Extracting financial data using Plaid

Our quest to to overengineer the quantified self continues! Last time, we grabbed a plethora of health data using Fitbit. Today, we’re talking money! How much am I spending? How much am I making? How much do I have? We can answer all of these questions and more using the really cool, really robust API provided by Plaid. This post walks through setting up an account and connection with Plaid to access and store your data. Once stored, there’s all sorts of cool analyses we could run to increase financial awareness and improve spending habits. Enough talk. Let’s get to it!

Step 1: Register for Plaid and connect a bank account

Start by getting your creds from Plaid’s website. Signing up gets you 1 free connected account but you can request developer access to get another 99 if you’re like me and want to connect more.

Next, export the creds listed on your newly created account into your local environment.
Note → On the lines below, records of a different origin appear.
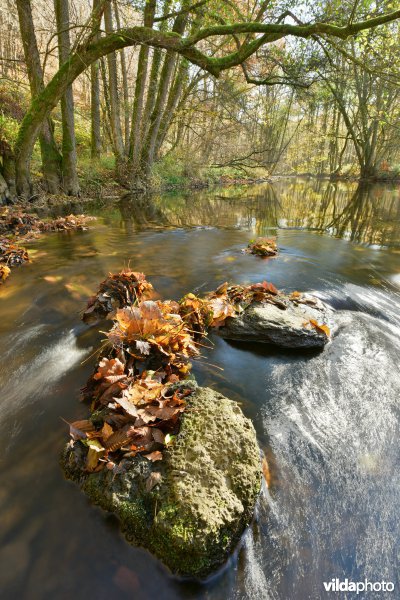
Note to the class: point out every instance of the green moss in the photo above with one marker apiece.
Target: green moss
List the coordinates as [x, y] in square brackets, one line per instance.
[194, 518]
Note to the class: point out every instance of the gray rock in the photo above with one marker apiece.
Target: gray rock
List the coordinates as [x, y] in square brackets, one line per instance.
[191, 508]
[287, 327]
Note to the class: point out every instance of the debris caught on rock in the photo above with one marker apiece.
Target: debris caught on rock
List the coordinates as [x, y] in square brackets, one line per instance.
[117, 291]
[17, 226]
[262, 246]
[138, 390]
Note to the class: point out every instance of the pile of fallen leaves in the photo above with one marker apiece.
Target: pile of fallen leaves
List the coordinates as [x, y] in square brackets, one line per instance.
[137, 391]
[262, 247]
[17, 226]
[4, 272]
[136, 394]
[69, 223]
[18, 223]
[11, 254]
[117, 291]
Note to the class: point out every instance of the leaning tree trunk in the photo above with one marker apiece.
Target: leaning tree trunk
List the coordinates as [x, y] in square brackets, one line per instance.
[95, 119]
[51, 157]
[136, 140]
[69, 159]
[125, 85]
[166, 77]
[114, 95]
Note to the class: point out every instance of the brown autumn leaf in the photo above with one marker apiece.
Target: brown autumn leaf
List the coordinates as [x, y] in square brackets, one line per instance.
[79, 429]
[4, 272]
[106, 431]
[263, 247]
[321, 328]
[154, 456]
[266, 471]
[158, 435]
[221, 309]
[111, 370]
[153, 479]
[96, 451]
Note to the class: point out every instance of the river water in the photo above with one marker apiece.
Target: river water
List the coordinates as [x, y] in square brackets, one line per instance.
[328, 422]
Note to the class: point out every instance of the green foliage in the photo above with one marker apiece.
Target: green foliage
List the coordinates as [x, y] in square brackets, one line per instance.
[8, 128]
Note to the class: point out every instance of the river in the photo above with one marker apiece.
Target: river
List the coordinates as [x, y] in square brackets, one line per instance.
[328, 422]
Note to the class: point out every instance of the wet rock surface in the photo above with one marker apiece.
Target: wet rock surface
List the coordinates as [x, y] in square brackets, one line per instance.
[191, 508]
[288, 325]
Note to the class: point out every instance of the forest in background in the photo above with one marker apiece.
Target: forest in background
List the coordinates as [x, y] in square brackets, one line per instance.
[165, 93]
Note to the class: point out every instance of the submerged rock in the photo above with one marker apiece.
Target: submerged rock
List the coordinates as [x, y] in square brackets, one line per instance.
[287, 323]
[191, 508]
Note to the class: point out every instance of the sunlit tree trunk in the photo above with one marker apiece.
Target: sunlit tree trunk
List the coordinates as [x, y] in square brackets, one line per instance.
[51, 157]
[113, 92]
[95, 119]
[125, 86]
[70, 183]
[136, 139]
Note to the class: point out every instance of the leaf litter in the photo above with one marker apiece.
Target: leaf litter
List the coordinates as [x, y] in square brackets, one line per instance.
[18, 227]
[139, 387]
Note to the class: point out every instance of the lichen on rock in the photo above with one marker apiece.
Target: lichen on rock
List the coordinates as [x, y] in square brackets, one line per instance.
[191, 508]
[299, 322]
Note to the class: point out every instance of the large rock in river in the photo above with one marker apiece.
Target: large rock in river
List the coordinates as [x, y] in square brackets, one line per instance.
[288, 323]
[191, 508]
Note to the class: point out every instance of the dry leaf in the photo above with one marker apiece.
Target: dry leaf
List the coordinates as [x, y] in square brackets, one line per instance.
[153, 480]
[154, 456]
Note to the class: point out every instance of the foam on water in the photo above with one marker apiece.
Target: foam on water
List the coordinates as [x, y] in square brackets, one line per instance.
[38, 375]
[333, 427]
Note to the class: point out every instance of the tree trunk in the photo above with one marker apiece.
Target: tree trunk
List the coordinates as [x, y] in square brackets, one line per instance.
[70, 175]
[125, 86]
[136, 139]
[113, 93]
[51, 157]
[95, 120]
[173, 99]
[149, 147]
[154, 75]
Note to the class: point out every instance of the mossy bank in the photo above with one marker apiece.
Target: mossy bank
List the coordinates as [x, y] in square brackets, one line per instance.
[191, 508]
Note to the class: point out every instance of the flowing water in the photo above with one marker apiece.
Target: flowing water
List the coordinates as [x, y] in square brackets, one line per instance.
[328, 422]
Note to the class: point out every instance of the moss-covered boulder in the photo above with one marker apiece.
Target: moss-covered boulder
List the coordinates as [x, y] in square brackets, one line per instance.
[191, 508]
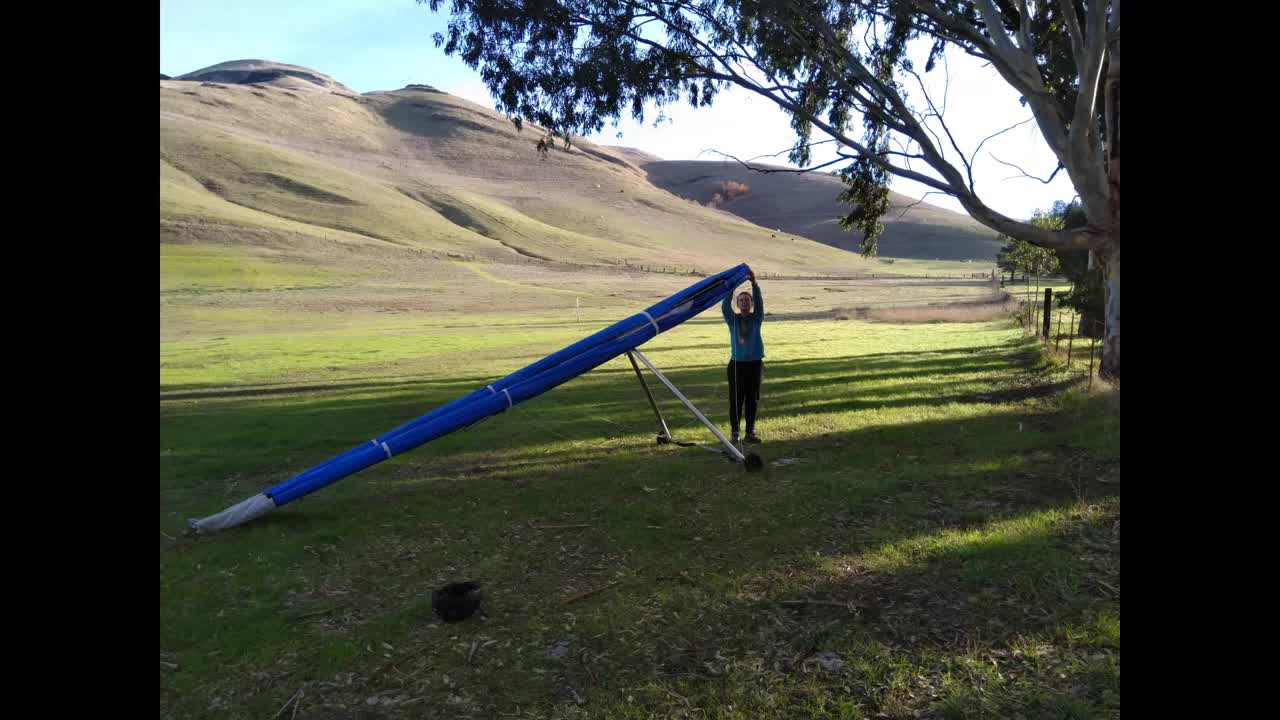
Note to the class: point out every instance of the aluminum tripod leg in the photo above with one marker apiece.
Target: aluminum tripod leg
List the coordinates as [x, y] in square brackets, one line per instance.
[662, 424]
[737, 454]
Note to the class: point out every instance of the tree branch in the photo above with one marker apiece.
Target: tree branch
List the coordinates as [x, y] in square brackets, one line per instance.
[769, 171]
[1073, 28]
[1024, 172]
[999, 133]
[945, 128]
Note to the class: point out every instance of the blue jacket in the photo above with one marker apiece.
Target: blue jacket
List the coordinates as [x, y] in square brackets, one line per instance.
[744, 331]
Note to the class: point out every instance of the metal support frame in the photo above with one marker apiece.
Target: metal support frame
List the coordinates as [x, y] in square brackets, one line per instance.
[734, 451]
[663, 432]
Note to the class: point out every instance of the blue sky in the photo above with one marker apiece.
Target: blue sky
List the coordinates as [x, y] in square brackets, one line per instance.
[387, 44]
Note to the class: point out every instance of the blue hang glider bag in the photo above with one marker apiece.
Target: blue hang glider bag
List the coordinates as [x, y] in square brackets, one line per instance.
[501, 395]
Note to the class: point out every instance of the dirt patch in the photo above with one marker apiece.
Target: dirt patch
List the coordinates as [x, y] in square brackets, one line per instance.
[972, 311]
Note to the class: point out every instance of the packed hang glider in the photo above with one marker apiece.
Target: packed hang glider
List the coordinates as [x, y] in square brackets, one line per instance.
[502, 395]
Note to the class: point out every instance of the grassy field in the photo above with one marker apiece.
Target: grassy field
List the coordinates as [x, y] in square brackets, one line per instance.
[935, 534]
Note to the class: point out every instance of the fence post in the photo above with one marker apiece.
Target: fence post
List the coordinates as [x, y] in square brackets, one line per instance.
[1048, 309]
[1092, 345]
[1057, 336]
[1070, 340]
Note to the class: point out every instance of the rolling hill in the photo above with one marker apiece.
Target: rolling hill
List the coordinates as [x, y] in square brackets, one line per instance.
[805, 205]
[266, 162]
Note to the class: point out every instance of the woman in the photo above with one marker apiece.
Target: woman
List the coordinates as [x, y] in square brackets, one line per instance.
[746, 363]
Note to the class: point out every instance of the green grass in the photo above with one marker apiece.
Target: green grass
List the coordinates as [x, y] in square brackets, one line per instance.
[936, 513]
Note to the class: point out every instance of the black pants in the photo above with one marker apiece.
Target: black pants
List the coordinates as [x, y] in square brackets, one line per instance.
[744, 388]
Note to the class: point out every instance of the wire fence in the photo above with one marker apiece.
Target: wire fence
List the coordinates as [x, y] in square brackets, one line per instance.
[1066, 329]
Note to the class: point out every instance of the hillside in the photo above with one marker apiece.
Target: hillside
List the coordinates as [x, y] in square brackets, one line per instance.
[282, 159]
[805, 205]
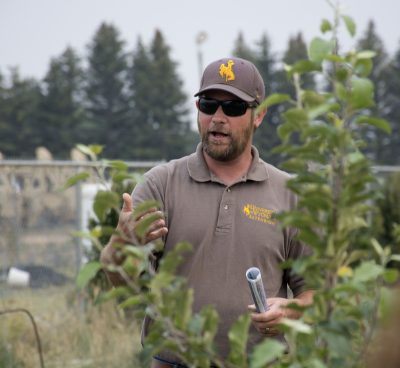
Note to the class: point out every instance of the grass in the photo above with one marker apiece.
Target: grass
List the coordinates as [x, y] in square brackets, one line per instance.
[73, 333]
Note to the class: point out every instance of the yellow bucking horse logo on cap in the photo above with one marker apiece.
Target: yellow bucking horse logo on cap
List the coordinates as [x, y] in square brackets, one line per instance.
[226, 71]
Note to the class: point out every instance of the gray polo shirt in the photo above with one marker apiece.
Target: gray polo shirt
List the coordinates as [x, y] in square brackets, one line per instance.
[230, 229]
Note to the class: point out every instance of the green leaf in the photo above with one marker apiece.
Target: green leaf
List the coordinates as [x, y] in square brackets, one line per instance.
[183, 311]
[265, 353]
[376, 122]
[319, 49]
[350, 25]
[76, 179]
[363, 67]
[325, 26]
[391, 275]
[362, 93]
[238, 335]
[87, 273]
[395, 257]
[274, 99]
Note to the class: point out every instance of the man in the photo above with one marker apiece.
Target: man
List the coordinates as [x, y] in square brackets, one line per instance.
[221, 200]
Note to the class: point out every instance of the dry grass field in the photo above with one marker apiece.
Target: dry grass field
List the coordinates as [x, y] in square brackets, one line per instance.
[72, 334]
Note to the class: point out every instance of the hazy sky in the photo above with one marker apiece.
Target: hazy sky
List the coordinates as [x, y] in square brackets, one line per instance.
[33, 31]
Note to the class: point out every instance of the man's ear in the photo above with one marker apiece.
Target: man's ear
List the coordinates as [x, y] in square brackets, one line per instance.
[259, 116]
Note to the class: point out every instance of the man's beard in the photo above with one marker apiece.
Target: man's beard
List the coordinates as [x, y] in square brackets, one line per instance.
[234, 149]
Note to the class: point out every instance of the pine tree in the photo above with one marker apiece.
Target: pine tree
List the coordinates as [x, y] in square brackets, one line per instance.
[242, 50]
[160, 103]
[266, 137]
[108, 103]
[61, 109]
[19, 128]
[379, 143]
[141, 85]
[390, 77]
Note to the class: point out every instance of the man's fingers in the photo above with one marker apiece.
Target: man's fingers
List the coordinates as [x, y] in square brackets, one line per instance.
[156, 234]
[127, 205]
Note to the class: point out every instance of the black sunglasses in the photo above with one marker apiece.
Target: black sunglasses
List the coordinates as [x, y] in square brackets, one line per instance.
[230, 107]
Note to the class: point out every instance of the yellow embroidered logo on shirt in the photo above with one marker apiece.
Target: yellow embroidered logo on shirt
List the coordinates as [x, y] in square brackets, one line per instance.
[259, 214]
[226, 71]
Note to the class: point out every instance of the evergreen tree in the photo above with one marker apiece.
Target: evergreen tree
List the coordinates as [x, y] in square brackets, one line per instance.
[19, 128]
[266, 137]
[61, 110]
[160, 103]
[141, 86]
[379, 143]
[296, 51]
[391, 109]
[108, 102]
[242, 50]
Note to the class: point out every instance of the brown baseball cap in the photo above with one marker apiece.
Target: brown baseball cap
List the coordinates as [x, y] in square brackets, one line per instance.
[235, 75]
Plaid’s quickstart tool specificaly expects the variable names printed below, so be sure to export them that way!

If you have trouble with these steps, the first half of Zev’s awesome tutorial provides a far more detailed walkthrough that could help you push through hangups.

import os
import yaml

with open("../creds.yml", 'r') as stream:
    creds = yaml.safe_load(stream)['plaid']

print('Environment variable names for Plaid creds:')
for k, v in creds.items():
    if k in ['client_id', 'secret', 'public_key', 'env']:
        k = ('plaid_' + k).upper()
        print(k)
        os.environ[k] = v
    else:
        pass

Environment variable names for Plaid creds:
PLAID_CLIENT_ID
PLAID_SECRET
PLAID_PUBLIC_KEY
PLAID_ENV

Next, clone Plaid quickstart guide to take advantage of the GUI they wrote to connect to your financial accounts.

!git clone https://github.com/plaid/quickstart.git

Now run and navigate to Plaid’s authorization server (http://localhost:5000/ for me) and follow the instructions in the GUI to connect your account. If you run into trouble, check out Plaid’s quickstart guide or the quickstart source code.

!python quickstart/python/server.py

You should get back a payload that includes an access_token for your account. Hang on to that. You’ll need it later.

Step 2. Get transaction data

Now that we have the credentials to connect to a specific account using Plaid’s API, we can get our data! We’ll start by using the plaid python package to create a Client object.

from plaid import Client

with open("../creds.yml", 'r') as stream:
    creds = yaml.safe_load(stream)['plaid']

client = Client(
    client_id=creds['client_id'],
    secret=creds['secret'],
    public_key=creds['public_key'],
    environment=creds['env']
)

Using this object, we can hit the API for our financial details. I’m interested in monitoring my spending, so I use the Transactions method to focus there. There is a ton of additional functionality like AssetReport or Income, so feel free to go wild!

I hit two gotchas. First, Plaid appears to limit the nuber of transactions per call to 100ish. If you’re pulling years of data, you might have to chunk it to avoid this snag. Second, as of the publication of this post, Capital One and Plaid had an ongoing disagreement about the right way to secure user data. If you’re like me and have a Capital One checking account, that data likely won’t be accessible via Plaid until that dispute is resolved.

from datetime import datetime, timedelta
import pandas as pd

d = client.Transactions.get(
    access_token=creds['barclays']['access_token'],
    start_date='2019-06-30',
    end_date='2019-09-30'
)

The payload returned by the Transactions call fits very, very neatly into a dataframe. We can then use Pandas to manipulate and store our data in a csv.

df = pd.DataFrame(d['transactions'])
df.loc[df['transaction_id'] == 'PND13M6VxJC3BekOR7R3CyNmDKQaEAFmVYgd8', ['category', 'date', 'amount', 'name', 'transaction_id']]

	category	date	amount	name	transaction_id
3	[Shops]	2019-09-26	253.31	THE PAWN SHOP	PND13M6VxJC3BekOR7R3CyNmDKQaEAFmVYgd8

df.to_csv('../data/transactions.csv', index=False)

Now we have not one but TWO sources of data. Things are getting interesting. Could we identify trends across our different sources? Does going to the bar one night reduce the likelihood of hitting the gym the next day? Does sleeping more result in better frugality? So many hypotheses, so little time.